I’m coming in late to #cyberPD, too, and I’m fascinated by the way the questions of identity weave into multiple studies for you. I bet the identity web could really help with character development for a WIP. And I love the idea that a portrait helps you center your identity – there’s a story in there, too.
An identity web sounds like a useful tool to create a fictional character. I think that’s a neat idea. I saw Kate Messner at a local bookstore recently and the information she gave us about her research process was fascinating. She told us she actually traveled to Brooklyn to find out what sorts of things someone would miss in order to write a character that moved away from Brooklyn.
I love how Sara uses the identity web to develop characters. It’s a powerful tool for comprehension and creation! I have been thinking about Noah and Jude in this way as well. Particularly how they shift their identities over time. Coming of age and identity, such a powerful combination!!
I love the way this work and reading is getting us to look closely at ourselves and how we relate to our students.

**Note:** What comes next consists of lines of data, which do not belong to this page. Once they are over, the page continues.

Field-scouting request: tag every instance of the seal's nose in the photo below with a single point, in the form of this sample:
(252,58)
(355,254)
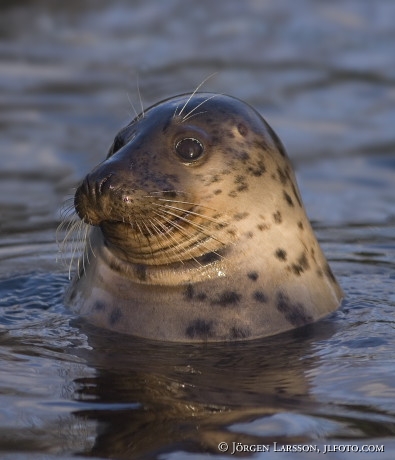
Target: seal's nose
(88,198)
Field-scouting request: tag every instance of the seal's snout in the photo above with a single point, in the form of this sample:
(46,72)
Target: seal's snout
(89,199)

Margaret, you did it! You are weaving the tools of identity and your fictional writing and books you are reading into a tapestry full of color! I love how you were able to make these connections. Identity is so important, yet some of us can easily relate and share who we are …. others struggle trying to figure out their roots, who they are, and who they want to be. Well stated! Thanks for sharing your thoughts!
~Michelle
Margaret, I enjoyed the way you brought multiple ideas together around identity. As you said, “Identity can be complicated.” Like you, I think there are many opportunities to lift this conversation through literature.
This! “And yet, when we are faced with new characters in our lives, either from fiction, from history, or our very own students, we should accept and honor their identities.”